Follow the link if you want to see all the details in these kinds of graphs. For our discussion, the general shape is enough. What you see are a series of lines representing simulated portfolio balances over time. The analysis models the changing Vanguard-like target retirement fund asset allocations and withdrawals during retirement. The different lines describe very bad luck (bottom line, 10th percentile), bad luck (25th percentile), average luck (50th percentile), good luck (75th percentile, and very good luck (top line, 90th percentile), and can be useful to help set expectations about how much you might expect your portfolio to go up and down over time. Perhaps the most striking thing is that some of the lines don’t go all the way across the chart. It’s easy to see from the 5% fixed withdrawal rate chart why 5% is not a recommended safe withdrawal rate since only 34% of the simulations still had money at the end of the 35 years.

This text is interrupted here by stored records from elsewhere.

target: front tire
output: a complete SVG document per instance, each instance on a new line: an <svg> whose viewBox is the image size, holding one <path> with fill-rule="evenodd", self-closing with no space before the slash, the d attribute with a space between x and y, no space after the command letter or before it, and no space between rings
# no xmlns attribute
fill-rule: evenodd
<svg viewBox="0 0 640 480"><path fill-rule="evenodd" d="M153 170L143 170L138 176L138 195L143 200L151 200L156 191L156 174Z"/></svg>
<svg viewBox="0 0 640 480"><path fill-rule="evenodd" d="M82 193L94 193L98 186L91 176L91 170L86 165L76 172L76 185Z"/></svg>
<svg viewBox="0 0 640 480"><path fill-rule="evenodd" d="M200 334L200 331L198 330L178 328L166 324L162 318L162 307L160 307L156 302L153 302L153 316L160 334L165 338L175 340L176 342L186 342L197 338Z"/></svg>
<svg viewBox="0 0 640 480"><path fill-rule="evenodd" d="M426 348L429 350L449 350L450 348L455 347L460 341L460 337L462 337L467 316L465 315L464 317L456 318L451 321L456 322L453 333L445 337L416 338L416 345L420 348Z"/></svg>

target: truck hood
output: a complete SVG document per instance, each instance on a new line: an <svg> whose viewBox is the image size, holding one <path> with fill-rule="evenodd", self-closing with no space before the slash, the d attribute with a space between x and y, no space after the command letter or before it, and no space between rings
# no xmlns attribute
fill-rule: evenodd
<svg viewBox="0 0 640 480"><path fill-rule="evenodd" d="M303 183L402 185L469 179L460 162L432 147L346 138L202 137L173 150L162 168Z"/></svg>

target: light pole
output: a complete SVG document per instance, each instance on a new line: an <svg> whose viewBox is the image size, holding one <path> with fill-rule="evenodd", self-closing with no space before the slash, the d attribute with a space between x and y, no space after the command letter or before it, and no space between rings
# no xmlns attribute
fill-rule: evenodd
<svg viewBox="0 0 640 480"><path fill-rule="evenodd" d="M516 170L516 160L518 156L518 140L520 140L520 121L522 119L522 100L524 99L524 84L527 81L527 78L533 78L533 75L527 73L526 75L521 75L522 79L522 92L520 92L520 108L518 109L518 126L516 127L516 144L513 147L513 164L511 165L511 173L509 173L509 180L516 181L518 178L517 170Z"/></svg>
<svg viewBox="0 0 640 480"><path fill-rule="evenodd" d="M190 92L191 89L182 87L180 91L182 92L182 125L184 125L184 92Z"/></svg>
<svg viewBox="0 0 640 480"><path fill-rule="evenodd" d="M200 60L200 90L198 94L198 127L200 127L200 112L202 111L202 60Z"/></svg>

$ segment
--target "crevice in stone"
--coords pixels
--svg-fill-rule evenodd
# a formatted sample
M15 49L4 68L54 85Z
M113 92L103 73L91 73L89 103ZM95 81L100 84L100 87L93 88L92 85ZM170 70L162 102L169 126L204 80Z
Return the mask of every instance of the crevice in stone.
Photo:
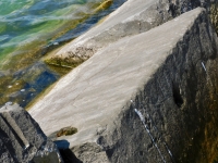
M180 93L180 88L175 84L172 84L172 95L173 95L174 103L179 108L181 108L182 104L183 104L183 99L182 99L182 96Z
M64 163L83 163L78 160L75 154L68 148L68 149L59 149L60 154L64 161Z

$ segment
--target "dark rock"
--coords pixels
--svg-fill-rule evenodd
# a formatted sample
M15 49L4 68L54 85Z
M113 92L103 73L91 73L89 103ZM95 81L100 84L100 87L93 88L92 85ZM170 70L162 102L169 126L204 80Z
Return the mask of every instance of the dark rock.
M17 104L0 109L1 163L59 163L56 145L43 133L31 115Z

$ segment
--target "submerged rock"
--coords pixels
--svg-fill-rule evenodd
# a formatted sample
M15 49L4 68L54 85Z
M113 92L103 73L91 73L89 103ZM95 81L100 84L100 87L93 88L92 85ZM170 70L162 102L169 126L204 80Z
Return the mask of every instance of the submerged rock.
M55 59L71 63L80 58L82 61L94 55L99 49L123 37L147 32L175 16L204 7L217 24L216 0L128 0L102 23L61 48ZM217 25L216 25L217 26Z
M128 4L122 10L141 8ZM198 8L98 51L29 113L48 136L76 127L56 140L78 162L210 163L218 153L217 51L217 35Z
M0 109L0 124L1 163L62 162L56 145L17 104Z

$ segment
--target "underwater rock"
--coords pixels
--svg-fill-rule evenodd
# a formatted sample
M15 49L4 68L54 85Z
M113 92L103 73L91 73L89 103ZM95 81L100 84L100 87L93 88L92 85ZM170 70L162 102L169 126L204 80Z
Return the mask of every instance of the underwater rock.
M214 3L213 0L128 0L99 25L63 46L50 58L87 60L111 42L147 32L197 7L206 8L209 13Z

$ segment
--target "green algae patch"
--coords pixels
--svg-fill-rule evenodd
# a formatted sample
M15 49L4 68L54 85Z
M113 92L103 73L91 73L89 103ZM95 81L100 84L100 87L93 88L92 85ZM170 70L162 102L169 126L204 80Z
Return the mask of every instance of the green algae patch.
M94 12L100 12L104 10L107 10L111 7L111 4L113 3L113 0L105 0L104 2L101 2Z

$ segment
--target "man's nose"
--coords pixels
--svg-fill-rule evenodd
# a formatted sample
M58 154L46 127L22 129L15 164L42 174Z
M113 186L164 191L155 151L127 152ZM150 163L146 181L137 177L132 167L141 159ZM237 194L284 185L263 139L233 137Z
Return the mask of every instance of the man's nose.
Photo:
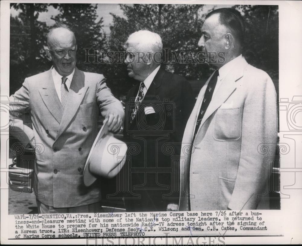
M204 47L204 37L202 36L200 38L199 41L198 41L198 45L199 47L203 48Z
M129 62L128 62L127 58L128 57L126 57L126 58L125 59L125 60L124 60L124 63L125 64L126 64L126 65L127 65L129 63Z
M69 52L67 51L65 54L65 56L64 56L64 59L66 60L69 60L70 59L70 56L69 54Z

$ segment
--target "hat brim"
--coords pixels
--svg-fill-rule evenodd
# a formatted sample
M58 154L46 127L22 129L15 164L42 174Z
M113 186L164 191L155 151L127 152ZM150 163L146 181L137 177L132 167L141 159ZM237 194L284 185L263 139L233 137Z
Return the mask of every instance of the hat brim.
M95 145L100 139L102 138L104 135L107 134L108 132L108 127L107 123L103 125L100 131L98 133L98 135L95 138L92 146L90 149L87 160L85 164L85 167L84 168L84 171L83 173L83 179L84 184L86 186L89 186L92 184L96 180L98 177L93 175L89 171L89 165L90 164L90 159L93 152L93 149L95 146Z

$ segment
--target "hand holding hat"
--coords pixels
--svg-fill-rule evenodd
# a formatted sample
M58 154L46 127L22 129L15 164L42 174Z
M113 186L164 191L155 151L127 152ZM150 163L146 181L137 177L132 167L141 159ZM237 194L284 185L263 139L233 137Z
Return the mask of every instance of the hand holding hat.
M92 184L98 176L112 178L125 164L127 145L108 132L108 122L98 134L84 168L84 184Z

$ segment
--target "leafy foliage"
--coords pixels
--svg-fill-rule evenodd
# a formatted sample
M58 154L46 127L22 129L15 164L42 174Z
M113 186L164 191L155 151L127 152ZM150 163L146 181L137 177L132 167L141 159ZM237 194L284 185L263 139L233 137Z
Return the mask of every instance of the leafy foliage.
M50 5L59 12L52 19L63 22L75 33L78 67L104 74L115 96L122 100L130 88L137 83L128 77L123 58L120 57L118 62L85 63L85 48L98 48L100 51L123 52L124 44L131 33L148 30L159 34L162 38L166 51L163 59L166 62L162 65L167 70L189 80L206 79L211 72L212 69L207 64L194 63L192 59L200 50L197 44L208 12L204 11L203 5L120 4L124 16L111 13L113 21L110 34L106 36L103 30L102 18L97 21L97 5L14 3L11 4L11 8L20 12L17 17L11 18L11 94L21 86L26 77L45 71L51 65L44 48L46 46L46 34L52 27L37 20L39 13L47 11ZM278 6L240 5L233 7L240 11L246 20L246 42L243 55L248 62L265 71L272 78L278 79ZM169 49L169 52L167 49ZM174 58L183 56L182 62L173 62L171 52L175 53ZM191 63L184 62L187 59Z

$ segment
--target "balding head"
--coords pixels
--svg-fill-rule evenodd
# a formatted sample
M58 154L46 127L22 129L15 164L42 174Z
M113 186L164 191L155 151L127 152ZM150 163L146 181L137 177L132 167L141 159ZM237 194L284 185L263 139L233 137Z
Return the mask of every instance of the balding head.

Here’s the same kind of analysis for variable withdrawal rates. https://bit.ly/2mpTkQK


Since the withdrawal is always a percentage of the balance, there’s no way to run out of money, but you could see smaller and smaller withdrawals over time if you’re taking out too much. That’s what we see for both the 4% and 5% variable withdrawal rates using the Vanguard target retirement account asset allocations. By the end of the 35-year simulations, the 4% variable withdrawal rate experiences an inflation-adjusted decline of 27% in spending power of the withdrawals, and the 5% variable withdrawal rate sees a decline of almost 50%.


You may be wondering if we can use the same tool to model the two fund strategies an over-saver might use in retirement. The answer is “yes!” It takes a little bit of calculation to figure out the portfolio allocations, but here are three scenarios which all start with $1M and a $30,000 fixed (increasing w/ inflation) withdrawal rate. Since we’re frugal and can live on 3% or $30k (which is 4% of $750k) per year withdrawals, but have $1M saved, that means we have $250k ($1M minus $750k) “extra” which we can invest in a second fund. For comparison, the first chart assumes everything is in the target-date fund. The second assumes the “extra” $250k is in a large-cap value fund, and the third assumes the “extra” $250k is in a small-cap value fund.

I hope this is getting you at least a little bit excited. By investing the “extra” or over-saved portion of our savings in either large-cap value or small-cap value, history suggests we could end up with two to three times as much money to pass on to our heirs. Perhaps just as interesting is the fact that the lowest 10th percentile balances, the “bad luck scenarios” are actually better with the second fund added. Of course, we can’t buy the past, but if the future looks even a little like the past, it will likely help.



Finally, let’s look at how this might help people who’ve saved just enough. Although the target date fund is prudent, would allocating some part of the portfolio to small-cap value help or hurt? We can run those simulations at Portfolio Visualizer too. Here they are.


It shows that even for those without “extra,” a small allocation of 10-20% could improve their likely outcomes by millions of dollars, and do it without increasing the likelihood of running out of money in retirement.



Conclusions

The Two Fund for Life strategy is fairly easy to apply in a wide range of circumstances including early retirement, nearing retirement and in retirement. The places where a second fund helps the most are early in an investor’s life where target-date funds tend to be overly conservative, and late in an investor’s life if they’ve over saved and can take on more risk with assets that are earmarked for the next generation. In both cases, augmenting a target-date fund with a second all equity fund seems likely to significantly improve long-term returns with only small increases in drawdown risks. Though the approach seems simplistic, it provides worldwide diversification across thousands of companies, with dynamic age-related portfolio risk management, and does it all at a very low cost.